Dive Brief:
- According to the Direct Marketing Association’s “The Value of Data: 2015” report, data-driven marketing added $202 billion in revenue to the U.S. economy in 2014 -- a two-year lift of 35% as well as adding jobs in all 50 states.
- Data-driven marketing and individual-level customer data benefit marketers through measurable efficiency in marketing strategy and media buying as well as provide greater marketing insight through testing.
- The report also found that data-driven marketing provided a lower barrier to marketing entry through lower cost channels such as search engine marketing, compared to traditional higher cost channels like TV advertising.
Dive Insight:
Overall the DMA report found that the data-driven marketing space is growing both in value and size. Not surprisingly, different businesses collect, analyze and use individual first-party data in very different ways. "Almost every marketer has its own house file of customer records (first-party data) which it uses 'as is,'" per the report.
It also found that third-party data is becoming more important for data-driven marketing, estimating that services that rely on third-party data have risen in net value "added by $12 billion, or 39% relative to 2013," the report said. Further, value added by services that don't directly rely on servicing first-party data rose 24%. And what's more is that nearly $102 billion of revenue in the sector -- almost 500,000 jobs -- depend on individual-level third-party data, per the report.

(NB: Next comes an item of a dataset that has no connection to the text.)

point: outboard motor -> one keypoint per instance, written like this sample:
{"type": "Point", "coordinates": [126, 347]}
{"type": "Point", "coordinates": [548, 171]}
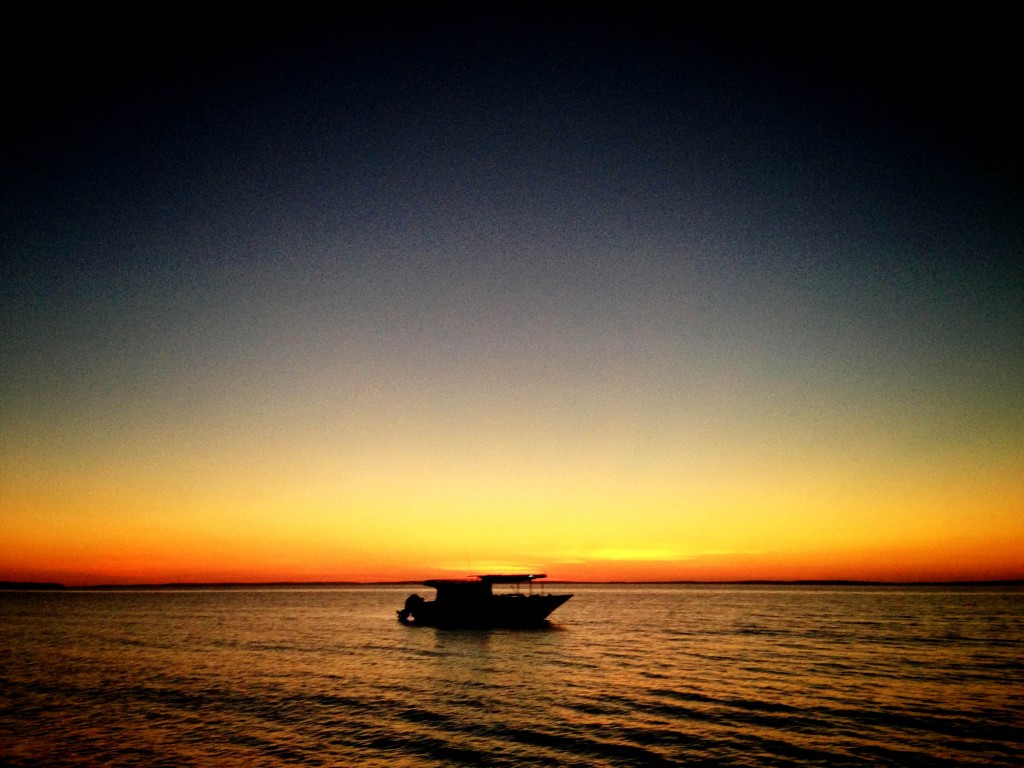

"A responsibly managed market in third-party data is vital to the survival of news and other forms of branded media in the face of media that don’t need third-party data because theirs is first-party data," the report reads.
Data and technology are two tools that have become necessary components of the marketing process. As more data becomes available to marketers, we will see more companies devote more resources to both aggregating it and also applying it.